Effects of Wavy Channel Entrance Design on Streamwise Counter-rotating Vortices: a Visualization Study


1 Department of Mechanical Engineering, National University of Singapore, 9 Engineering Drive 1, Singapore 117576

2 Reactive Flow Modeling Laboratory Group in Clean Combustion Research Center, King Abdullah University of Science and Technology, Thuwal 23955, Kingdom of Saudi Arabia

3 Institute of Ophthalmology, University College London, London EC1V 9EL, United Kingdom

4 Faculty of Engineering, Universitas Diponegoro, Tembalang Campus, Semarang 50275, Indonesia


Two different channel entrance designs, code named Valley First (VF) and Peak First (PF), were experimentally visualized by means of smoke-wire visualization technique to observe their effects towards the streamwise counter-rotating vortices generated. The spanwise wavelength of the vortices was pre-set by modifying the leading edge.
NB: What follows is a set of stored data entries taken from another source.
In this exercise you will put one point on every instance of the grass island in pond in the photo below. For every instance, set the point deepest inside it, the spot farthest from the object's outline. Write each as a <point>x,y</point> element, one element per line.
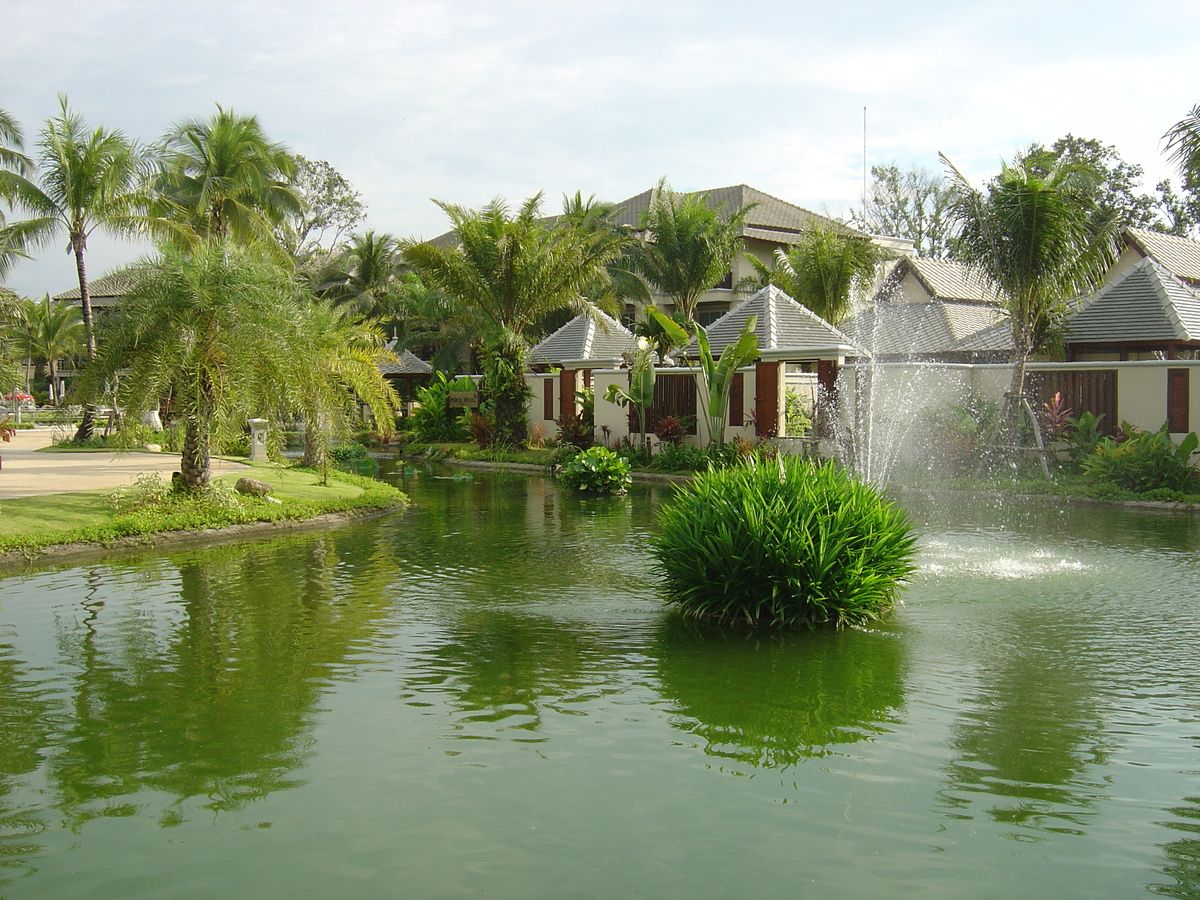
<point>783,544</point>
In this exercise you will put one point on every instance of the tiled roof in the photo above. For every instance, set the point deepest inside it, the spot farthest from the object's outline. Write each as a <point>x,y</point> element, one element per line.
<point>897,329</point>
<point>772,219</point>
<point>102,292</point>
<point>1179,255</point>
<point>946,280</point>
<point>1145,304</point>
<point>585,337</point>
<point>783,325</point>
<point>407,363</point>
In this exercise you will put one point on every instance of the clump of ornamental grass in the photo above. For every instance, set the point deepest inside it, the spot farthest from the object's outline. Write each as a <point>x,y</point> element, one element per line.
<point>784,544</point>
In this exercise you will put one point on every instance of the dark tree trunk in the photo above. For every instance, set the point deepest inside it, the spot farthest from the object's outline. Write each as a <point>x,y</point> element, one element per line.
<point>88,424</point>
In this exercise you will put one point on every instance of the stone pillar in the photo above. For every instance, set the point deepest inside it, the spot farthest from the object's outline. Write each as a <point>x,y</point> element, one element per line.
<point>257,439</point>
<point>767,389</point>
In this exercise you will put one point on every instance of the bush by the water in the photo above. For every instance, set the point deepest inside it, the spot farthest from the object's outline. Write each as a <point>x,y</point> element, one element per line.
<point>597,471</point>
<point>1145,462</point>
<point>435,419</point>
<point>783,544</point>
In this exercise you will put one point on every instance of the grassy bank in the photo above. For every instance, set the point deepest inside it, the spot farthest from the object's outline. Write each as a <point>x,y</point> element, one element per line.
<point>90,517</point>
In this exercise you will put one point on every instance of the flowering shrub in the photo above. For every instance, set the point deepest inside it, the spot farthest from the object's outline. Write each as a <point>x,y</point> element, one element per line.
<point>597,471</point>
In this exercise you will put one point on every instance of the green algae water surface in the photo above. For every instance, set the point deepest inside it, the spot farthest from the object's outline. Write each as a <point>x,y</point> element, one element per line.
<point>485,697</point>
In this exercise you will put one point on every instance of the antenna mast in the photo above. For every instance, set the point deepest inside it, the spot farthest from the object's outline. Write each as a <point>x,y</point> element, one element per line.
<point>864,163</point>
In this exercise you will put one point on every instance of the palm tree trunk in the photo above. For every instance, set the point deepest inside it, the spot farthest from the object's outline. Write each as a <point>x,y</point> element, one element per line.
<point>196,465</point>
<point>88,424</point>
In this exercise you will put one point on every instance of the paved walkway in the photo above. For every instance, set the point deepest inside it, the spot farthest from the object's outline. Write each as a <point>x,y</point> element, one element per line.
<point>25,473</point>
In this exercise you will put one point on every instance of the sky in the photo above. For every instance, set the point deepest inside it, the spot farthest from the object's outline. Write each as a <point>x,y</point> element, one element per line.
<point>469,100</point>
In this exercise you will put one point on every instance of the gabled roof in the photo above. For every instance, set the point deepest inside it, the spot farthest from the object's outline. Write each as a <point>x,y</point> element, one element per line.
<point>407,363</point>
<point>1147,303</point>
<point>1179,255</point>
<point>771,220</point>
<point>937,327</point>
<point>583,337</point>
<point>783,325</point>
<point>102,292</point>
<point>943,280</point>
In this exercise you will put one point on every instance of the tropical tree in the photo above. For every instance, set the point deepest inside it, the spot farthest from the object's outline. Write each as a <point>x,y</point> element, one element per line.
<point>365,276</point>
<point>85,180</point>
<point>910,203</point>
<point>48,331</point>
<point>226,333</point>
<point>1038,239</point>
<point>1182,144</point>
<point>689,245</point>
<point>717,375</point>
<point>513,269</point>
<point>827,270</point>
<point>13,160</point>
<point>1110,184</point>
<point>329,208</point>
<point>348,352</point>
<point>222,178</point>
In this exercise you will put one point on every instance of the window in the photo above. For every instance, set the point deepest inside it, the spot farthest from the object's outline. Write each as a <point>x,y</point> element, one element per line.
<point>1177,400</point>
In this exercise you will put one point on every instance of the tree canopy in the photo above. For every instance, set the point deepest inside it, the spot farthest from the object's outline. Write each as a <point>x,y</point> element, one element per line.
<point>1039,238</point>
<point>689,245</point>
<point>222,178</point>
<point>511,269</point>
<point>913,204</point>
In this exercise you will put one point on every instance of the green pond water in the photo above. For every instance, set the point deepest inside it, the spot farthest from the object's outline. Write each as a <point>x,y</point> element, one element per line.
<point>485,696</point>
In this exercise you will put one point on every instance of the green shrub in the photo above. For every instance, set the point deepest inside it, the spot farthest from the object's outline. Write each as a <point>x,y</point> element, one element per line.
<point>1083,436</point>
<point>787,544</point>
<point>433,420</point>
<point>597,471</point>
<point>1146,461</point>
<point>797,420</point>
<point>681,457</point>
<point>341,453</point>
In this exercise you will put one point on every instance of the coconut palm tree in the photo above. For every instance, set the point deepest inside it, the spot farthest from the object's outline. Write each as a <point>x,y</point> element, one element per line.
<point>85,180</point>
<point>227,334</point>
<point>12,159</point>
<point>689,245</point>
<point>48,331</point>
<point>1183,145</point>
<point>222,178</point>
<point>365,275</point>
<point>1037,238</point>
<point>348,353</point>
<point>513,269</point>
<point>826,270</point>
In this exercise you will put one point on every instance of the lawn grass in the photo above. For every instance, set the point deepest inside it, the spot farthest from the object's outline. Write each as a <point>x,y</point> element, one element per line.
<point>33,523</point>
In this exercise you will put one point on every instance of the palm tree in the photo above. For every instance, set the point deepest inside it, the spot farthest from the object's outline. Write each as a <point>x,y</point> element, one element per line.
<point>48,331</point>
<point>1183,145</point>
<point>513,270</point>
<point>348,352</point>
<point>87,180</point>
<point>227,334</point>
<point>12,159</point>
<point>1037,238</point>
<point>827,270</point>
<point>222,178</point>
<point>365,275</point>
<point>689,245</point>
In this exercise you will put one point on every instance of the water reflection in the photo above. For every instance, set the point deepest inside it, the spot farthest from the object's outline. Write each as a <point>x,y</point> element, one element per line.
<point>215,696</point>
<point>777,700</point>
<point>24,713</point>
<point>502,672</point>
<point>1182,865</point>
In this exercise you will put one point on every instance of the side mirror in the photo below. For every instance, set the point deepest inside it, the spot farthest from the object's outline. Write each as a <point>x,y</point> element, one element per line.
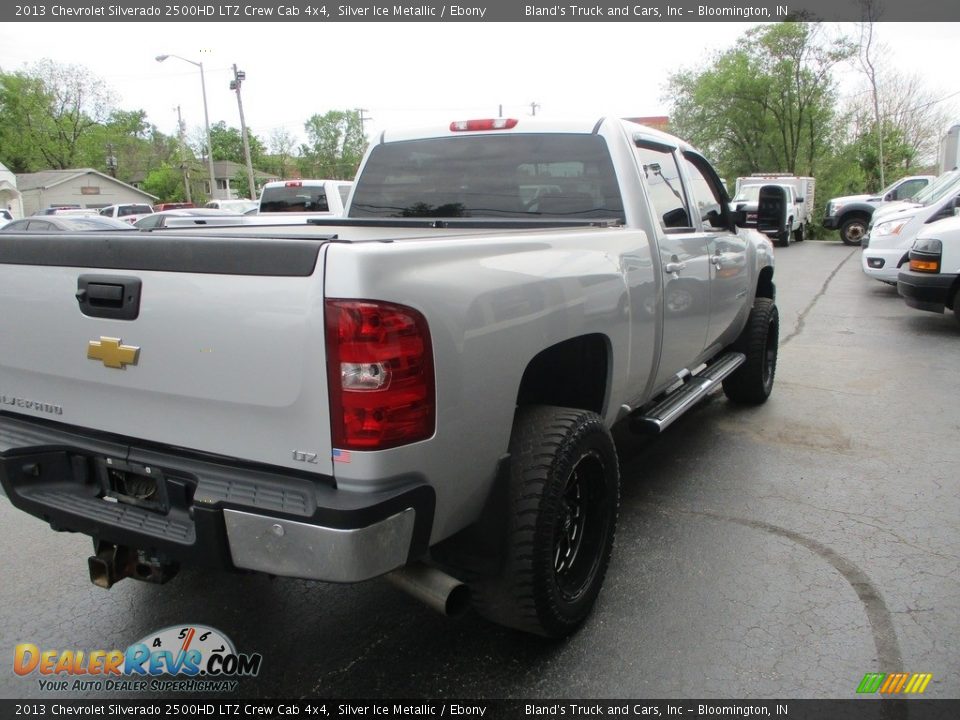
<point>739,216</point>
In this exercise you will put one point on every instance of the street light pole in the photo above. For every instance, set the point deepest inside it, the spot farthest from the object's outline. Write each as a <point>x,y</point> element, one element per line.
<point>206,120</point>
<point>238,77</point>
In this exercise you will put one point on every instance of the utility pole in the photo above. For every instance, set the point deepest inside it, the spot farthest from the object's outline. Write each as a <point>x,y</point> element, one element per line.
<point>363,121</point>
<point>238,77</point>
<point>111,160</point>
<point>184,166</point>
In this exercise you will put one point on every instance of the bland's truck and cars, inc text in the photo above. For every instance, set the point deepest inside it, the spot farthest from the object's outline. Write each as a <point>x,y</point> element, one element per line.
<point>424,388</point>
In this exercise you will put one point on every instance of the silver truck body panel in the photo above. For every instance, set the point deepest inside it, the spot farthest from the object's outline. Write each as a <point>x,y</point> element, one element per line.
<point>231,365</point>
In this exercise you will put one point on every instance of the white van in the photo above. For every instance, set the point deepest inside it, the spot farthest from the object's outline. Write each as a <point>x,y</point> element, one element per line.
<point>235,206</point>
<point>931,282</point>
<point>886,247</point>
<point>305,196</point>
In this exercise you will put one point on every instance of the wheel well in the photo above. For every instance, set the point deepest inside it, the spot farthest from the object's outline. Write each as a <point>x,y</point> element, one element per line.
<point>954,295</point>
<point>765,286</point>
<point>572,374</point>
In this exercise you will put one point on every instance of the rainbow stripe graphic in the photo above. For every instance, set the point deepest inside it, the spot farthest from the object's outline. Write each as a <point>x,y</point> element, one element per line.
<point>894,683</point>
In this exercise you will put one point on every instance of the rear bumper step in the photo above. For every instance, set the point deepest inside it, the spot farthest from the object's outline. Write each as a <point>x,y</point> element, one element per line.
<point>663,414</point>
<point>203,512</point>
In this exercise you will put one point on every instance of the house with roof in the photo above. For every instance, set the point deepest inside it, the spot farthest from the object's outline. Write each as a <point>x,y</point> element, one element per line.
<point>9,194</point>
<point>81,187</point>
<point>226,173</point>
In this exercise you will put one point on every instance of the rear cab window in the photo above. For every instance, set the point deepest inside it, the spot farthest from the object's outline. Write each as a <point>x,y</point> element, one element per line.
<point>563,176</point>
<point>294,197</point>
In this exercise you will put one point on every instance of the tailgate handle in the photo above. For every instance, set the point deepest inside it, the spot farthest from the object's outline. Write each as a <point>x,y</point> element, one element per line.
<point>109,296</point>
The investigation was carried out on the laminar boundary-layer flow in a rectangular channel with one-sided wavy surface that has amplitude a and wavelength λ of 7.5 mm and 76 mm, respectively. The vortices in the channel with VF design preserve farther downstream than those on the PF design, which might be caused by the large favorable pressure gradient between the entrance flat plate and the first peak location. The counter-rotating vortices could still be observed at non-dimensionalized streamwise distance χ (= x/λ) = 2.47 for Reynolds number Re (= UH/ν) = 9900 in channel with VF design. For lower Re, the vortices could preserve further downstream. In contrast, in channel with PF design, the structures were only visible clearly up to approximately χ = 1.32 for Re = 4700 and χ = 0.39 for Re = 5200.